Affinity | session persistence

I'm looking for a solution to the mega-proxy issue, IOW, if several clients are connecting via the same source IP and all get passed to the same node.

 

 

Is there a method of using the full tcp socket (source IP + source tcp port) to make affinity decisions? Or some other mechanism to distribute each client (sourcing from the same IP) to be treated separately and sent to next available node as per the pool's algorithm vs. all on the same host (which is bad)?

 

 

Any help is appreciated. Thank you.

 

 

-b

 

 

  • hoolio's avatar
    hoolio
    Icon for Cirrostratus rankCirrostratus
    What protocol is the traffic?

     

     

    If it's HTTP traffic, the ideal solution is to use cookie insert persistence. This allows you to persist based on individual browser sessions. If it's another protocol, you could try a similar approach of inserting a token in the response that the individual client would include in subsequent requests and then persist on that token. If that's not possible, I think you're stuck with considering all clients who connect from mega-proxy subnets as a single client. You could configure the load balancing algorithm to least connections to try to alleviate the clumping, but it wouldn't necessarily solve the problem.

     

     

    Aaron
  • Hmm, I'll have to investigate what is required to insert a token. This is a problem we've seen with open source load balancing products (software) that I thought, according to my recollection, was handled much more elequently in hardware.

     

     

    Any experience with Oracle and Jinitiator with regards to session persistence?

     

     

    -b

     

  • Well, here's a point that I'm not real clear on so please excuse my ignorance.

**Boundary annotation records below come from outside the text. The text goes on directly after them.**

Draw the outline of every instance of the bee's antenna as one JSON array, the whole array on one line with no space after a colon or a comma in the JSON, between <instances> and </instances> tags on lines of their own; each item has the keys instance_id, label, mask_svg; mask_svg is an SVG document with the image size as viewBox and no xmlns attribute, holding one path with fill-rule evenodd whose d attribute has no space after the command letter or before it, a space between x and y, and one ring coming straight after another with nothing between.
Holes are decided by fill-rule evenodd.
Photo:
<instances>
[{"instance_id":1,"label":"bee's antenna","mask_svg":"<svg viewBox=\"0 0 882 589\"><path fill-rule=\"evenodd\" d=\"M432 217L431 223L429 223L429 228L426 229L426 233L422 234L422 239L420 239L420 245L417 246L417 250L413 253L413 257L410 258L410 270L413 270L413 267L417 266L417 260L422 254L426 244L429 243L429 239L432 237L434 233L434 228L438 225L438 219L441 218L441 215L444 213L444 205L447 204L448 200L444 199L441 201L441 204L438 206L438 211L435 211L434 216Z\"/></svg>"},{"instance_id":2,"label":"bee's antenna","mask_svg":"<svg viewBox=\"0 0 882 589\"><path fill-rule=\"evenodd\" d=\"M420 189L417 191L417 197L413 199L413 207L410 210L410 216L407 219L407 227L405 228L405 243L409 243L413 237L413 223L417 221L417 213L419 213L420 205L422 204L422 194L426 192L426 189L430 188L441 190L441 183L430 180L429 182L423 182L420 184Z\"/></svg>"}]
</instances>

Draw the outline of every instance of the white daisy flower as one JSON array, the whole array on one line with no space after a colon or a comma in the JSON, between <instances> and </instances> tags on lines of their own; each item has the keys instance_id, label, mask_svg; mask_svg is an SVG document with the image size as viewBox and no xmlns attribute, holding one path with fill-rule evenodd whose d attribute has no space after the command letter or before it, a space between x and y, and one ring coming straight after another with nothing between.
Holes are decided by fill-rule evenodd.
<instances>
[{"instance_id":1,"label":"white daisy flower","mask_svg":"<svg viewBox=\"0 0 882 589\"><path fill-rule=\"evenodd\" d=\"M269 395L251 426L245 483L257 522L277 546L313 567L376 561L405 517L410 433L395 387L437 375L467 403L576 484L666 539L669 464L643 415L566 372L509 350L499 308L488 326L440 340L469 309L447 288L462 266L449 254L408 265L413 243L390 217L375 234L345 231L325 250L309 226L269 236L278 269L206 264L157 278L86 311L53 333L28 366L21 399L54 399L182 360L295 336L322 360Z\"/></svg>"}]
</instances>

The sessions I'm mostly concerned with are Oracle jinitiator sessions (Oracle Web Forms), I believe this is done via a plugin or activeX control depending on the flavor of browser. The traffic is TCP, I believe it's http, but I'm not sure if the code for the forms is using cookies. The other traffic is apache/tomcat - pretty strightforward there I would assume.

     

     

    -b

     

  • Where do I find documentation on the cookie insert mechanism? I have a similar situation and would like to read up in some more detail on how cookie insert works, as well as having a reference to provide my F5 admin.

     

    Thanks!
  • b: It looks like jinitiator traffic can be tcp/ip sockets, http, or https. It'll be fairly important to figure out what the traffic type is before we try and figure out what your persistence options are. HTTP/S will leave you the most options for sure.

     

     

    dj: check on ask.f5.com for all of the details (manuals, solutions, etc.) on the cookie persistence mechanism used by BigIP.